Striking photos of the past & present of Papua New Guinea
26 February 2018
TORSTEN BLACKWOOD | PHOTOGRAPHS BY SANDRO | Smithsonian Magazine
See all of Sandro’s wonderful images here
WASHINGTON - Is any place on the planet less familiar to Americans than heavily forested, mountainous, linguistically complex, faraway Papua New Guinea?
The images here document just a few points on the wide spectrum of life in PNG today. At one end is what might be called extravagant tradition. To see that, the photographer Sandro, who’s based in Chicago, went to the Eastern Highlands and attended the Goroka Show.
That’s a three-day festival where people from all over the country showcase their customs. In a makeshift studio Sandro photographed men and women wearing costumes unique to their villages.
This kind of undertaking is not without risk. Anthropologists rightly caution against ethnic stereotyping, and a Papuan elder in feathered regalia doesn’t stand in for the entire population any more than a woman wearing a calico bonnet in Colonial Williamsburg is a typical American.

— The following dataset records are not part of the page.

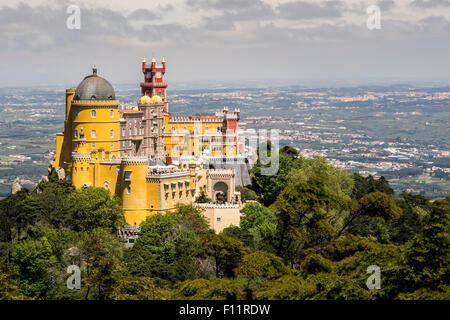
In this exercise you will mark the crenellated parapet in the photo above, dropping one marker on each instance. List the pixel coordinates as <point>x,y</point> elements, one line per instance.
<point>134,160</point>
<point>218,205</point>
<point>81,156</point>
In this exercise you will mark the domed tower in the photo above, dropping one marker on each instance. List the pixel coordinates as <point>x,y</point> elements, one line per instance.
<point>95,116</point>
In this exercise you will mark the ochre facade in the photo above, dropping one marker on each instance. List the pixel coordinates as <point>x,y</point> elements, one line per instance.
<point>148,158</point>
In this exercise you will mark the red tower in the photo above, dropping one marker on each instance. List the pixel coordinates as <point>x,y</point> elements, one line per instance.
<point>154,80</point>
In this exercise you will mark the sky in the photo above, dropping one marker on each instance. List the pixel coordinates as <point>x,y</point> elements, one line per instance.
<point>225,40</point>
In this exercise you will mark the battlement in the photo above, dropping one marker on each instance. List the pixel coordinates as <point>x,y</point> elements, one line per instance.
<point>218,205</point>
<point>95,102</point>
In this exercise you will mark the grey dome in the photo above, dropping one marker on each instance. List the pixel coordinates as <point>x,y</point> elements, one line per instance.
<point>94,87</point>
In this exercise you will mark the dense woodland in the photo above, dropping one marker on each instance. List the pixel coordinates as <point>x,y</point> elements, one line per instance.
<point>308,232</point>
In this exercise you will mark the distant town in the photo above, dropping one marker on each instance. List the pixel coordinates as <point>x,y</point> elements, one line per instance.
<point>398,132</point>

But his headdress is an amazing heirloom, a thing of beauty deeply linked to an ancient way of life.
At the other end of the spectrum is the underworld of Port Moresby, the capital, a city plagued by car-jackings and other street crimes.

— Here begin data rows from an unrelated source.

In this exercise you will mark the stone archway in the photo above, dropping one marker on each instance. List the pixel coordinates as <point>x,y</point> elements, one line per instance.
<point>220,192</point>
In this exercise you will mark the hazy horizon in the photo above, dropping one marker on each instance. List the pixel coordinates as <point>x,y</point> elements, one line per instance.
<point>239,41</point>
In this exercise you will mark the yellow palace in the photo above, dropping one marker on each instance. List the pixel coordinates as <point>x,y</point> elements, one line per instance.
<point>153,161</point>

Many of the perpetrators are young men who left the countryside in search of work, only to end up unemployed and living desperately in grim settlements.
Sandro’s pictures of them reveal a combination of fierceness and vulnerability that is downright poignant.
Then there are the women Sandro photographed. They toil on the other side of the world, but they’re familiar—one stooping under her burden, another smiling with a youngster on her hip.
These women don’t represent PNG. They represent humanity. They’re us.
If ever we need to evaluate the corrosive impact of transhumanism even the traditional bilum is now woven with a pocket to accommodate iProsthetic smartphones......"How beauteous mankind is! O brave new world, That has such people in’t" - Shakespeare (The Tempest Act 5, Scene 1).